The group, which owns and operates the payment service Alipay, has been struggling to find new areas for growth after Beijing imposed regulatory requirements on its consumer-credit businesses. Ant has also restructured to run independently from Alibaba, with chairman Jack Ma ceding his role as Ant’s actual controller. Alibaba owns the Post.
“In the age of AI, Ant focuses on real-world applications and targets three major service sectors: everyday consumer services, financial services and healthcare services,” Han said in a letter to employees on Friday. He added that the company aimed to quickly establish healthcare “as a strategic pillar”, as AI was a key to “tackling society’s most pressing healthcare challenges”.

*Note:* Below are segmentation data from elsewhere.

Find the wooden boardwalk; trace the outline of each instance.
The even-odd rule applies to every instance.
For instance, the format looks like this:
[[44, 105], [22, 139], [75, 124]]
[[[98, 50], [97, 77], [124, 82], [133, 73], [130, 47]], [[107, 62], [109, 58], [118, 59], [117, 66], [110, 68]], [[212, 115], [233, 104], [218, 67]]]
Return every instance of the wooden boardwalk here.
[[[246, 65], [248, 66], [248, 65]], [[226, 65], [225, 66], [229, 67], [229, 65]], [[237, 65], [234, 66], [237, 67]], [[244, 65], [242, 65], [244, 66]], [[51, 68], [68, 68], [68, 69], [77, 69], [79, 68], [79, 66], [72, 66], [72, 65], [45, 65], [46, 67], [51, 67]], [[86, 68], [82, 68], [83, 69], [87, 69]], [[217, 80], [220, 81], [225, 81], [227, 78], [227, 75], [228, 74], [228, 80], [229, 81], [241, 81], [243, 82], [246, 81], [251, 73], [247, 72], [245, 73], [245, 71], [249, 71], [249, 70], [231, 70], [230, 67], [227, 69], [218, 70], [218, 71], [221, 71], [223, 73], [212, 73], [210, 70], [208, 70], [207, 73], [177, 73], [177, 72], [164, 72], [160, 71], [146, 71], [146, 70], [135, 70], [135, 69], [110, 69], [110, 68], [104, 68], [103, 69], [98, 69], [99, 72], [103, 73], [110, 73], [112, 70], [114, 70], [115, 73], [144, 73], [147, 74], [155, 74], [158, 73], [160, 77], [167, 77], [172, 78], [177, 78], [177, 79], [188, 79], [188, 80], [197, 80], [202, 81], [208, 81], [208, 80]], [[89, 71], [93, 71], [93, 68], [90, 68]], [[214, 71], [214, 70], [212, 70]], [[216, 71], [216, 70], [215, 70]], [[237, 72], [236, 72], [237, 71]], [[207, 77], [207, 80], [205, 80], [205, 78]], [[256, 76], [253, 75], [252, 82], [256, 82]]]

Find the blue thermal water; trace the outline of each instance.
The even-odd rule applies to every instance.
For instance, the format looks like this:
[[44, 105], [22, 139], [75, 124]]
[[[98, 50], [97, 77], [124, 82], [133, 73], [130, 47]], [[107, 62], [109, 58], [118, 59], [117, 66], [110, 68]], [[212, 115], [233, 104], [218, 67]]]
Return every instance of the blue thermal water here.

The elevation of the healthcare business marked one of the most significant pivots for Ant since its cancelled initial public offering in Shanghai and Hong Kong five years ago, which signalled a changing economic and regulatory landscape.
Ant Group now has five core business groups: Alipay, digital payments, wealth and insurance, credit and healthcare. In addition, the group conducted an internal carve-up last year to create overseas business arm Ant International, innovation-focused Ant Digital Technologies and database operation OceanBase as independent entities.
Zhang Junjie, a long-time executive in Ant’s healthcare division, is president of the new healthcare business group.